# Extract players in a game
The aim of this notebook is to identify the players that played a specific game. This data is not directly available in any of the two data sources(Kaggle and CMU dataset), but Kaggle has play by play data of each game which has the record of each point scored, any blocks or steals done by a player in a game. We parse these records and identify the unique players in each game.

In [2]:
import pandas as pd

In [3]:
def combinePlayerTeam(row, playerCol, teamCol):
    return [str(row[playerCol][i])+"_"+str(row[teamCol][i]) for i in range(0,len(row[teamCol]))]

def getPlayerInGame(pbp):
    df = pbp.groupby('game_id').agg({'player1_id': list, 'player1_team_abbreviation': list, 'player2_id': list, 'player2_team_abbreviation': list, 'player3_id': list, 'player3_team_abbreviation': list})
    df["combined"] = df.apply(lambda x: list(set(combinePlayerTeam(x, "player1_id", "player1_team_abbreviation") + combinePlayerTeam(x, "player2_id", "player2_team_abbreviation") +combinePlayerTeam(x, "player3_id", "player3_team_abbreviation"))), axis=1)
    df = df.explode("combined")
    df["player_id"] = df.apply(lambda x: x["combined"].split("_")[0], axis = 1)
    df["team_id"] = df.apply(lambda x: x["combined"].split("_")[1], axis = 1)
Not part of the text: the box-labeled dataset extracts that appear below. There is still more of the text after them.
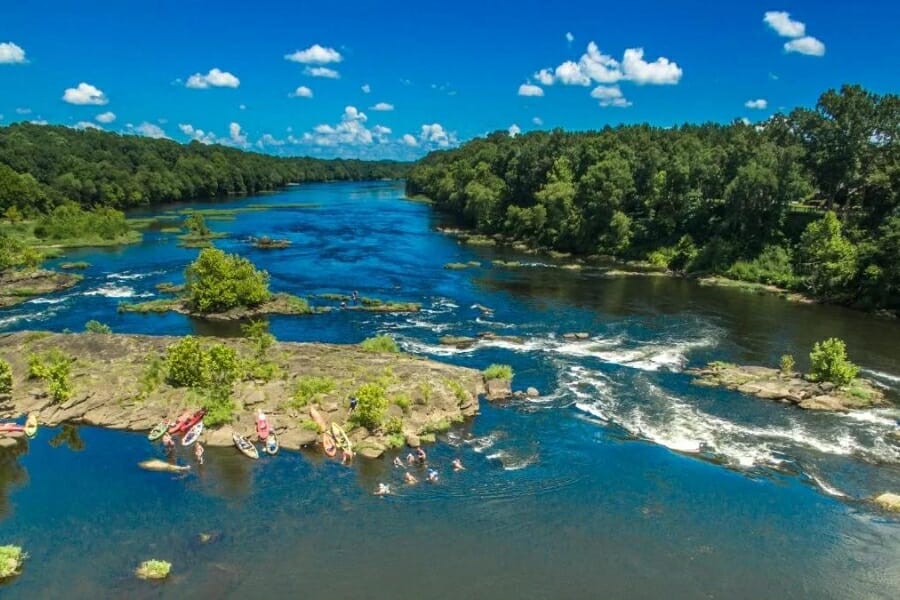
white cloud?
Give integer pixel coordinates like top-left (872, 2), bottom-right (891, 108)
top-left (763, 10), bottom-right (806, 37)
top-left (184, 68), bottom-right (241, 90)
top-left (284, 44), bottom-right (344, 65)
top-left (0, 42), bottom-right (25, 65)
top-left (554, 60), bottom-right (591, 85)
top-left (591, 85), bottom-right (631, 108)
top-left (519, 83), bottom-right (544, 97)
top-left (534, 69), bottom-right (554, 85)
top-left (622, 48), bottom-right (682, 85)
top-left (784, 35), bottom-right (825, 56)
top-left (303, 67), bottom-right (341, 79)
top-left (129, 121), bottom-right (169, 139)
top-left (63, 82), bottom-right (109, 106)
top-left (228, 122), bottom-right (247, 146)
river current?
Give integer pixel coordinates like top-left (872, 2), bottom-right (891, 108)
top-left (0, 182), bottom-right (900, 599)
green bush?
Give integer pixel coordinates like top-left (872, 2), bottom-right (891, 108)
top-left (84, 319), bottom-right (112, 334)
top-left (185, 248), bottom-right (271, 313)
top-left (359, 335), bottom-right (400, 352)
top-left (351, 383), bottom-right (388, 431)
top-left (809, 338), bottom-right (859, 386)
top-left (484, 364), bottom-right (513, 381)
top-left (0, 358), bottom-right (12, 394)
top-left (28, 348), bottom-right (72, 402)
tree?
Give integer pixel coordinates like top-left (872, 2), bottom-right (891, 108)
top-left (185, 248), bottom-right (271, 313)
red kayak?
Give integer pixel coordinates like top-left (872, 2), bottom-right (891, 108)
top-left (169, 408), bottom-right (206, 433)
top-left (256, 411), bottom-right (269, 440)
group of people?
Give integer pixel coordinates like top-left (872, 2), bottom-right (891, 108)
top-left (375, 448), bottom-right (465, 496)
top-left (162, 433), bottom-right (205, 465)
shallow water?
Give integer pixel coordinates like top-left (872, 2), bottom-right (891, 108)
top-left (0, 183), bottom-right (900, 598)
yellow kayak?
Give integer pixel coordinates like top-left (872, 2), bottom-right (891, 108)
top-left (25, 413), bottom-right (37, 437)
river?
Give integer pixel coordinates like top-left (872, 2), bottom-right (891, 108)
top-left (0, 182), bottom-right (900, 599)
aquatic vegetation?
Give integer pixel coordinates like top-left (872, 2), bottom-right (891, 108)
top-left (0, 545), bottom-right (28, 580)
top-left (28, 348), bottom-right (74, 402)
top-left (359, 335), bottom-right (400, 352)
top-left (84, 319), bottom-right (112, 333)
top-left (809, 338), bottom-right (859, 385)
top-left (484, 364), bottom-right (513, 381)
top-left (134, 559), bottom-right (172, 579)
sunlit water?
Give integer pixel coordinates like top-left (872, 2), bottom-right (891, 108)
top-left (0, 183), bottom-right (900, 599)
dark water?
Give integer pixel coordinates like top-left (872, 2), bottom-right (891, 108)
top-left (0, 183), bottom-right (900, 599)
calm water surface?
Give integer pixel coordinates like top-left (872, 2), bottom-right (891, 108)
top-left (0, 183), bottom-right (900, 599)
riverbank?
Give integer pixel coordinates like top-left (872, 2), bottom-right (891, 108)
top-left (0, 331), bottom-right (483, 457)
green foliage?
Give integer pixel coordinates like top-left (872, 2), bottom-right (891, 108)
top-left (0, 358), bottom-right (12, 394)
top-left (84, 319), bottom-right (112, 334)
top-left (28, 348), bottom-right (74, 402)
top-left (779, 354), bottom-right (795, 375)
top-left (350, 383), bottom-right (388, 431)
top-left (359, 335), bottom-right (400, 352)
top-left (484, 364), bottom-right (513, 381)
top-left (185, 248), bottom-right (271, 313)
top-left (809, 338), bottom-right (859, 386)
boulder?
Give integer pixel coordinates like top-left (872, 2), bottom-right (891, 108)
top-left (875, 493), bottom-right (900, 512)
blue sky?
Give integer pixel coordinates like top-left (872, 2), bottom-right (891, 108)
top-left (0, 0), bottom-right (900, 159)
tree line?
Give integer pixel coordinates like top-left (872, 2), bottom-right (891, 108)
top-left (407, 85), bottom-right (900, 310)
top-left (0, 123), bottom-right (409, 216)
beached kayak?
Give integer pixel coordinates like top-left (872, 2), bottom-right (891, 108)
top-left (231, 433), bottom-right (259, 459)
top-left (181, 420), bottom-right (203, 446)
top-left (24, 413), bottom-right (37, 438)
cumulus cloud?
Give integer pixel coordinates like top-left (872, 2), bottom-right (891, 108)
top-left (763, 10), bottom-right (806, 37)
top-left (284, 44), bottom-right (344, 65)
top-left (303, 67), bottom-right (341, 79)
top-left (0, 42), bottom-right (25, 65)
top-left (519, 83), bottom-right (544, 98)
top-left (591, 85), bottom-right (631, 108)
top-left (63, 82), bottom-right (109, 106)
top-left (184, 69), bottom-right (241, 90)
top-left (784, 35), bottom-right (825, 56)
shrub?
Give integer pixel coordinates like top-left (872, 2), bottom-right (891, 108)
top-left (28, 348), bottom-right (72, 402)
top-left (809, 338), bottom-right (859, 385)
top-left (84, 319), bottom-right (112, 334)
top-left (185, 248), bottom-right (271, 313)
top-left (359, 335), bottom-right (400, 352)
top-left (351, 383), bottom-right (388, 431)
top-left (484, 364), bottom-right (513, 381)
top-left (780, 354), bottom-right (794, 375)
top-left (0, 358), bottom-right (12, 394)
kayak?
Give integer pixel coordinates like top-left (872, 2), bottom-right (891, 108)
top-left (265, 431), bottom-right (281, 456)
top-left (231, 433), bottom-right (259, 459)
top-left (147, 421), bottom-right (172, 442)
top-left (181, 420), bottom-right (203, 446)
top-left (331, 423), bottom-right (353, 452)
top-left (322, 431), bottom-right (337, 456)
top-left (25, 413), bottom-right (37, 437)
top-left (256, 411), bottom-right (269, 441)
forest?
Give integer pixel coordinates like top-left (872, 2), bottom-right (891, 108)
top-left (407, 85), bottom-right (900, 311)
top-left (0, 123), bottom-right (409, 217)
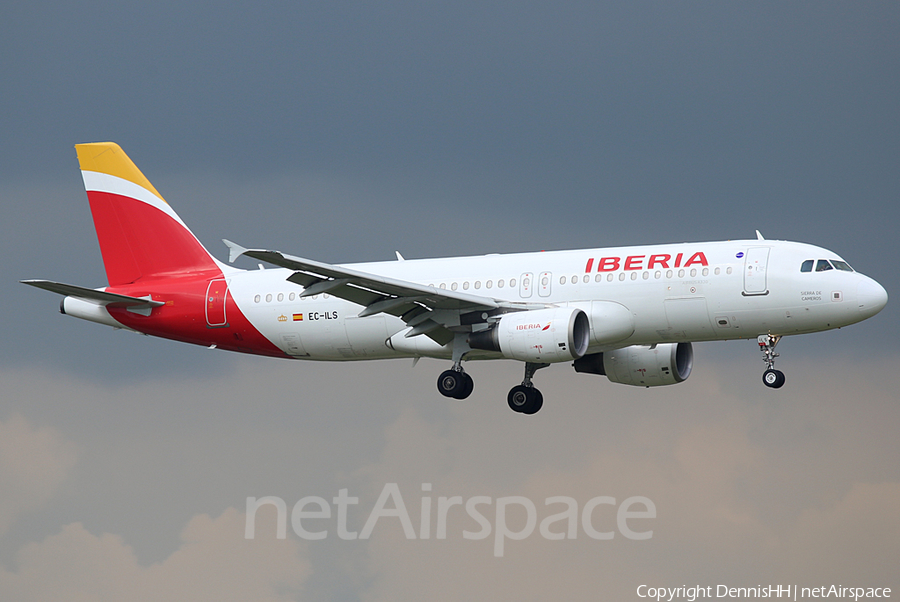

    return df[["player_id","team_id"]]

gameToPlayerChunks = []
count = 1

#Processing data in chunks, our machines cant process this amount of data at once.
for df in pd.read_csv('Kaggle Data/play_by_play.csv', chunksize=10000):
    if count % 100 == 0:
        chunk = pd.concat(gameToPlayerChunks)
        chunk.to_csv("Chunks/chunk_"+str(count/100)+".csv")
    count+=1
    gameToPlayerChunks.append(getPlayerInGame(df))
gameToPlayer = pd.concat(gameToPlayerChunks)
gameToPlayer.head()

In [6]:
gameToPlayer.to_csv("gameToPlayer.csv")